Americans remain largely pessimistic about the direction in which the nation's morals are headed, according to Gallup's annual Values and Beliefs survey, conducted May 3-6. Seventy-three percent of Americans say moral values in the country as a whole are getting worse, up from 69% last year. However, their outlook now is slightly less negative than in 2004 to 2008, when about eight in 10 Americans said moral values were getting worse. Nineteen percent now say values are getting better, and 5% volunteer that they are staying the same.
The net result of these two trends is a slight decline from last year in Americans' perceptions of moral values, but still representing a more positive outlook than from 2006 through 2008. Almost seven in 10 Americans today can be classified as having a negative view of moral values -- based on the percentages who think moral values are only fair or poor and either worsening or staying the same.
Twelve percent have a positive view of morals, saying they are excellent or good and either improving or staying the same. Another 16% fall somewhere in between in their views.
Americans' views on moral values differ by party identification, with 82% of Republicans having negative opinions of U.S. moral values, compared with 72% of independents and 53% of Democrats.
To better understand what Americans mean when they say moral values in the country are getting worse, Gallup asked respondents to describe in their own words the most important problem with the state of moral values in the country today. The resulting verbatim responses were coded into categories.
Americans are most likely to cite a lack of respect or tolerance for other people as the most important problem with moral values. Other frequent responses include the decline of family structure, a lack of religion and faith, and a lack of morals in general.
Few Americans cite divisive social issues such as gay marriage or abortion. Similarly, despite the recent uproar about race relations surrounding the Trayvon Martin case, few say racism or discrimination is the most important moral values problem.
Americans today are slightly more negative in their overall perceptions of the state of moral values in the country than they were last year, though not quite as negative as in the prior seven years. Although Americans are down on the current and future state of moral values, these generally negative opinions are unlikely to influence their vote in the upcoming presidential election. Few Americans cite a moral or social issue as the most important problem facing the country, and moral issues rank far behind other issues when U.S. voters rate the importance of various issues to their vote. Further, Americans' explanations of what they consider to be the most important moral problems facing the country focus on general issues of civility, family structure, religion, and morals in general -- rather than more politically charged issues such as abortion and gay marriage.

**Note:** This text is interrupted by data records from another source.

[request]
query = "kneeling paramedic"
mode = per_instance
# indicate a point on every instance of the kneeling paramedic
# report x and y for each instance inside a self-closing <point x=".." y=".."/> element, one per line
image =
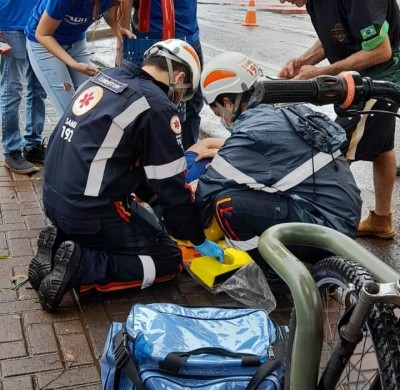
<point x="120" y="136"/>
<point x="278" y="165"/>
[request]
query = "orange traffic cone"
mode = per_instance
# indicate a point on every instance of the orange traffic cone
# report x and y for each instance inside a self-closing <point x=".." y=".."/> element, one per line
<point x="250" y="19"/>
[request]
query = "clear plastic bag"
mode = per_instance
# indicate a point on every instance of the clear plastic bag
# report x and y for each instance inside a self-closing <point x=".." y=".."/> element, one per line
<point x="249" y="286"/>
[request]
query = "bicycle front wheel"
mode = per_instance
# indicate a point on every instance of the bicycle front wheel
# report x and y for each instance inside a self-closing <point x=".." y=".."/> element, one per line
<point x="375" y="363"/>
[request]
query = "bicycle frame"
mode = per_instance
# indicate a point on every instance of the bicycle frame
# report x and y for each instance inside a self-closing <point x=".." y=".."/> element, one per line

Results for this Gallup poll are based on telephone interviews conducted May 3-6, 2012, with a random sample of 1,024 adults, aged 18 and older, living in all 50 U.S. states and the District of Columbia.
For results based on the total sample of national adults, one can say with 95% confidence that the maximum margin of sampling error is ±4 percentage points.

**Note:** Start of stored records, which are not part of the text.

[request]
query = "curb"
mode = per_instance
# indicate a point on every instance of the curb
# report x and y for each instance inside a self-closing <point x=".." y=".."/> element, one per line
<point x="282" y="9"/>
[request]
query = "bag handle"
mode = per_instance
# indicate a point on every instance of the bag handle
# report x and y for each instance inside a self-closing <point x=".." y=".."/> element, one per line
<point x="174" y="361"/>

Interviews are conducted with respondents on landline telephones and cellular phones, with interviews conducted in Spanish for respondents who are primarily Spanish-speaking. Each sample includes a minimum quota of 400 cell phone respondents and 600 landline respondents per 1,000 national adults, with additional minimum quotas among landline respondents by region. Landline telephone numbers are chosen at random among listed telephone numbers. Cell phone numbers are selected using random-digit-dial methods. Landline respondents are chosen at random within each household on the basis of which member had the most recent birthday.

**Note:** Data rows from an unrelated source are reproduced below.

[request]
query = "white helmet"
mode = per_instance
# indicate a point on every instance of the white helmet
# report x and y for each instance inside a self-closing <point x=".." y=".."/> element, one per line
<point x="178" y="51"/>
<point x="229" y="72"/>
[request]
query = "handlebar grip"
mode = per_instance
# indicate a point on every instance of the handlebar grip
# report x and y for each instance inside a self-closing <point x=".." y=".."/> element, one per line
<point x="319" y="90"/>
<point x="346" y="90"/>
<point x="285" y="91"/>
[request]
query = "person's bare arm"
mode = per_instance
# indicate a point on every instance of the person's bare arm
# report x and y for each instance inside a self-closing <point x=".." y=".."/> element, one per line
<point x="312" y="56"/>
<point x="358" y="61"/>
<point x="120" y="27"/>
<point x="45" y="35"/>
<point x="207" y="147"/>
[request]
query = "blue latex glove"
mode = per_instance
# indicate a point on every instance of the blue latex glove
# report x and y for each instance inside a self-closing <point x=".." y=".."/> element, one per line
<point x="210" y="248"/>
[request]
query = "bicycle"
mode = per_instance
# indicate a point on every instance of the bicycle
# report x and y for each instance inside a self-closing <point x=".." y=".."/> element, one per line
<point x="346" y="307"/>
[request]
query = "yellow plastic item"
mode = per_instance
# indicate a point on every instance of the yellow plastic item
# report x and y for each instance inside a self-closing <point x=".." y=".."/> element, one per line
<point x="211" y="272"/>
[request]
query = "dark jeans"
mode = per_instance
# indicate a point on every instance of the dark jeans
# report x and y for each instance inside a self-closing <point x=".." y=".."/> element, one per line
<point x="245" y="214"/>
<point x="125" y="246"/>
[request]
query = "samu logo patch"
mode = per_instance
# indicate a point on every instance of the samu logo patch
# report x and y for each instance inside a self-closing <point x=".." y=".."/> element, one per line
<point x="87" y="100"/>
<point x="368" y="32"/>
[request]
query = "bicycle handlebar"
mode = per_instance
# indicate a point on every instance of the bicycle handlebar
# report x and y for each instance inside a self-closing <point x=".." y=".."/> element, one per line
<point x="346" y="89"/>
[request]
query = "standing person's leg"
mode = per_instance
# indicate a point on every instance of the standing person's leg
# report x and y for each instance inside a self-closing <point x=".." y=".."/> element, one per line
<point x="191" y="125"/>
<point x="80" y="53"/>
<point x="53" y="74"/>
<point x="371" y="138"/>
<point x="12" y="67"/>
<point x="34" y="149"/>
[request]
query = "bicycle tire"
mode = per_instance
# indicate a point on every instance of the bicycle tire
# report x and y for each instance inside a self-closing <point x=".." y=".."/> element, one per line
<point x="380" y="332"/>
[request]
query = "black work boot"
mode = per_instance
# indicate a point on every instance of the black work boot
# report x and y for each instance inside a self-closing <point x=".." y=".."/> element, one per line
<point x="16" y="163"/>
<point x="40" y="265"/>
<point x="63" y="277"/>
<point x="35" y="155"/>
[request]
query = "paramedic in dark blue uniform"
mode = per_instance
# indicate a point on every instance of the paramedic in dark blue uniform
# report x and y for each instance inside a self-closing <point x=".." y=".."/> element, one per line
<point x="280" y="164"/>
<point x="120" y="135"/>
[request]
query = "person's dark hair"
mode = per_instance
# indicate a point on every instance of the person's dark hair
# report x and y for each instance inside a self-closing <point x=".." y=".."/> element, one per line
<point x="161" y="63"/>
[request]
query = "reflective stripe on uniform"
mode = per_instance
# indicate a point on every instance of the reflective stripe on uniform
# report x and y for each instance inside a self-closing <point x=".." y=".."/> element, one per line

Samples are weighted by gender, age, race, Hispanic ethnicity, education, region, adults in the household, and phone status (cell phone only/landline only/both, cell phone mostly, and having an unlisted landline number). Demographic weighting targets are based on the March 2011 Current Population Survey figures for the aged 18 and older non-institutionalized population living in U.S. telephone households. All reported margins of sampling error include the computed design effects for weighting and sample design.
In addition to sampling error, question wording and practical difficulties in conducting surveys can introduce error or bias into the findings of public opinion polls.